Latvia // Moments of May 2018

May 2018.

A month of balcony, beach and classroom.



My favourite month of all. Not because it is my birthday month, also because of it, but it's the month when you feel in the air fresh, new starts and hopes, and high expectations are flying up in the and slowly turning into clouds. May is the month before summer, which we all in Nordic countries wait for so much. The longing seconds of summer wind breeze during the ice north wind hugs in winter are over. Also can't not to mention the remembrance of past about may why it made me feel so glad and light... because it was the end of school (Latvia: 31st of may is the last day). It reminds me how joyful I was finally having the freedom of doing nothing - reading books, late night swims in the river, cycling around, going to the beach and no home-works! 

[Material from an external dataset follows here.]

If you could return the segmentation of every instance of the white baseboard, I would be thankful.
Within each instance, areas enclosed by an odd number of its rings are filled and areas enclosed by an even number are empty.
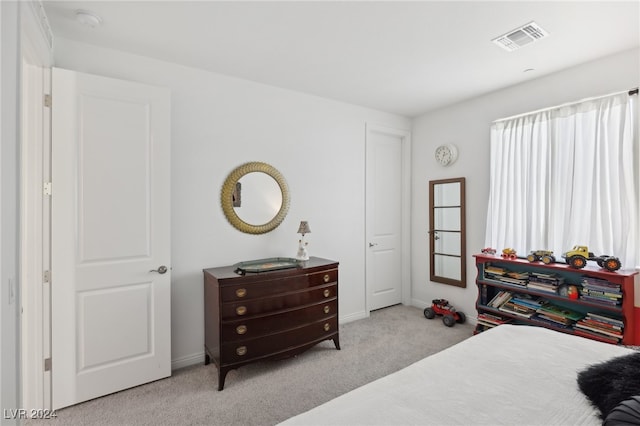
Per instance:
[[[431,306],[431,301],[425,302],[420,299],[411,299],[411,306],[415,306],[416,308],[424,309],[427,306]]]
[[[179,370],[185,367],[191,367],[192,365],[203,364],[204,365],[204,350],[192,355],[186,355],[180,358],[171,360],[171,371]]]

This may was a different kind of may from my last ones. I was in my homeland, which has not happened for many years. I signed up to do finally the drivers school, and here I am a bit stuck and frustrated yet I need to enjoy this time being with my family who I don't see that often. Latvians had so many holidays during this may, that I couldn't believe how lucky they are. Personally, I just hoped they are finally over and I get back to the driving school. Again, stressed, that's why I had to find emotional balance.

The first weeks felt emotionally difficult, I kept thinking of what I would be doing if I was back in Malmö, and how much I need to be there, I would be much better and etc, but I also really need the drivers license finally. Eventually I found my routine. I started cycling to the beach - Jurmala, from Riga everyday after school and driving classes. I sat there reading a book, went swimming and just tried to settle myself into the balance of here and now. At some point I hoped I will get to visit Malmö and my dear one left behind there, he has extreme working hours during may and usually it's when I have to take care of him more than myself. But I didn't travel, no stress, no worries, just breath in and out, take a chill pill, I said to myself.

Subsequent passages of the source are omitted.